The apparent diameter of the Sun is the angle from which it is seen from the position of the observer.
In astronomy we do not measure the apparent size of celestial objects in meter, but in degrees of angle. More the Sun is far of a planet and more its size will appear small and vice versa more it is close and more it is great. For example, on Earth, the apparent diameter of the full Moon is substantially equal to that of the Sun, i.e. a half-degree angle (there are 360 degrees in a circle). This is why the lunar disc perfectly covers the solar disk at the moment of total solar eclipses.

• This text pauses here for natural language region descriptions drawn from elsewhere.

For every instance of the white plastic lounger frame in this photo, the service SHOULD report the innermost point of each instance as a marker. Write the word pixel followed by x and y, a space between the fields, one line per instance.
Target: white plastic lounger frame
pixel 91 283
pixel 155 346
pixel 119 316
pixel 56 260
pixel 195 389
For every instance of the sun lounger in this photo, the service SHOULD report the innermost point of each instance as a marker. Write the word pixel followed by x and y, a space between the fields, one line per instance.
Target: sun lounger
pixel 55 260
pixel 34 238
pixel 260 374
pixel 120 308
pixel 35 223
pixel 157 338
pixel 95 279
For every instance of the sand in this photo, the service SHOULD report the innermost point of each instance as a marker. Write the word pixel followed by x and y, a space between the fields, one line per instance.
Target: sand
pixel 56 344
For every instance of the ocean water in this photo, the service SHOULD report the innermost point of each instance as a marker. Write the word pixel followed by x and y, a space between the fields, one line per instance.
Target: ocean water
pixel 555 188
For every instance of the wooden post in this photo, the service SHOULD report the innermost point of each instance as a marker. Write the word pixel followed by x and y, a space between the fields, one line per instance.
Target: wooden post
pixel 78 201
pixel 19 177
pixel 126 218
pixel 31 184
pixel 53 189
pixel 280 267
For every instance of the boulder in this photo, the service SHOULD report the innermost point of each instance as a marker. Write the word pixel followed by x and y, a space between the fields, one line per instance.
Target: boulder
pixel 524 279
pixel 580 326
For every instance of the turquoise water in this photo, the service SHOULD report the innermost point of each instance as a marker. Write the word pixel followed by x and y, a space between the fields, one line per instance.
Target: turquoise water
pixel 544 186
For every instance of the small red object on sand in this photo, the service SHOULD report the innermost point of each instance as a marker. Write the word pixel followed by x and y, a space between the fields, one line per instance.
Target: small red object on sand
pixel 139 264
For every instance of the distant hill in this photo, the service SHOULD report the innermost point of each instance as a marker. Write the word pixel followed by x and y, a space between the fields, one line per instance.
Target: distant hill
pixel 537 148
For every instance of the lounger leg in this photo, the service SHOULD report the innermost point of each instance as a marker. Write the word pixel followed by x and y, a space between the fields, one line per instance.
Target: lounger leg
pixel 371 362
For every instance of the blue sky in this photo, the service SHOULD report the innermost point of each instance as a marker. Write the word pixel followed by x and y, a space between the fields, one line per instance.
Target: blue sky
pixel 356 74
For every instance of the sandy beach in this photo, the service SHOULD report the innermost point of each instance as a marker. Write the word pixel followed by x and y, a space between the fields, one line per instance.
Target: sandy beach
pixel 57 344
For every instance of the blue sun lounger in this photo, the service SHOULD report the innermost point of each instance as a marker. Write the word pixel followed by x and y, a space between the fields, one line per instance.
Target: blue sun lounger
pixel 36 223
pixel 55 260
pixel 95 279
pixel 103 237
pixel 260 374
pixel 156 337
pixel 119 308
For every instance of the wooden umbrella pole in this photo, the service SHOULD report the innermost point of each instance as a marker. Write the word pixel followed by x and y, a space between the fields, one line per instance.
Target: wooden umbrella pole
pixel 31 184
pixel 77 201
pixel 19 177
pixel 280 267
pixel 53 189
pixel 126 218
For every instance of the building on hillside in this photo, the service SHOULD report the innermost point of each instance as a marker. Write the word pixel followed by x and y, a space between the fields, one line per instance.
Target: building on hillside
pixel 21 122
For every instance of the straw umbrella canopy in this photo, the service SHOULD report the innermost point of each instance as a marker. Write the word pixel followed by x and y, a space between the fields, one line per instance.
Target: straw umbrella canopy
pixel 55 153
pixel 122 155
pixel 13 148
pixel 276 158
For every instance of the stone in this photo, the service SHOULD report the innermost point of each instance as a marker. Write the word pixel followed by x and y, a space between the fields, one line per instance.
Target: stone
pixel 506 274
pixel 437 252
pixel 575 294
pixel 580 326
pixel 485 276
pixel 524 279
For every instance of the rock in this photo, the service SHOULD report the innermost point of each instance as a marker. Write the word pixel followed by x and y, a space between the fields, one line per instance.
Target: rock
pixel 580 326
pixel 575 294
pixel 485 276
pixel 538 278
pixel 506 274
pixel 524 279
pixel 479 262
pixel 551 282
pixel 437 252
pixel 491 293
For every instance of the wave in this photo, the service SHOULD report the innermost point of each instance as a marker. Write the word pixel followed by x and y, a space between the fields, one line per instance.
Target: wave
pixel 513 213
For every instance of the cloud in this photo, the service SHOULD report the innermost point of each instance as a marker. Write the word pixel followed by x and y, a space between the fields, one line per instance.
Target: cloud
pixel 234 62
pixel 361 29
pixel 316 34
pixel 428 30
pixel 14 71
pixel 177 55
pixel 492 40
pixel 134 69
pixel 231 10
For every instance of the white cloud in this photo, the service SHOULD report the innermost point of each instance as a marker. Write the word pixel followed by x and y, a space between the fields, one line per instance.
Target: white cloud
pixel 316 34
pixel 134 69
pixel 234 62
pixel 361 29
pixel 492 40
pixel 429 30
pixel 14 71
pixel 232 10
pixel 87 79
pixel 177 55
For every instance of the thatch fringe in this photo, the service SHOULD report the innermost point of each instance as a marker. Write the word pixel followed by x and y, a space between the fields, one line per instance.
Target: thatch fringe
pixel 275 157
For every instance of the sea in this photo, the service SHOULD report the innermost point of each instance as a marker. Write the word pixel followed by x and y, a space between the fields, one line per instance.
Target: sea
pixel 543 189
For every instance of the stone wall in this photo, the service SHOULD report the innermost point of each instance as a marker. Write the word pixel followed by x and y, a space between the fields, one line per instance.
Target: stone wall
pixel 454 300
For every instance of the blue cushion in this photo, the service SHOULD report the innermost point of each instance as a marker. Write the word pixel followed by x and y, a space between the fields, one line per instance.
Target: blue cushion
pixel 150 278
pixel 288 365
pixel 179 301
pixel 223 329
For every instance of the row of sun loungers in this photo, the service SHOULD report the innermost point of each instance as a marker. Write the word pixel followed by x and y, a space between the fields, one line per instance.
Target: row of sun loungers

How to measure the apparent diameter of the Sun as seen from the sky of a planet?
The sky is a sphere of 360°.
When you look at the sky, you have above you, a hemisphere of 180° where the stars shine. On this dome of 180°, the size of the Sun represent only a half-degree, it is its apparent size.
You could align on horizon, 720 suns side by side to get around the horizon, i.e. 360°. If the sun seems to us more than one half-degree this is because we are the victim of an optical illusion. This interpretation of the size of the Sun by our brain is wrong. If you place your thumb outstretched arm, in front of the Sun or the Moon, their apparent size is half of your thumb. We now understand that their apparent size is really small as your thumb is only one degree from the celestial circle of 360°. Using the formula for calculating the apparent diameter of the sun from the planets, is how our star is seen from Mercury, Venus, Earth, Mars, Ceres, Jupiter, Saturn, Uranus, Neptune, Pluto.
nota: simplifying the calculation of the apparent diameter of the sun as seen from the planets, is a function of the actual distance (D) and the actual diameter (d) of the sun, that is d/D.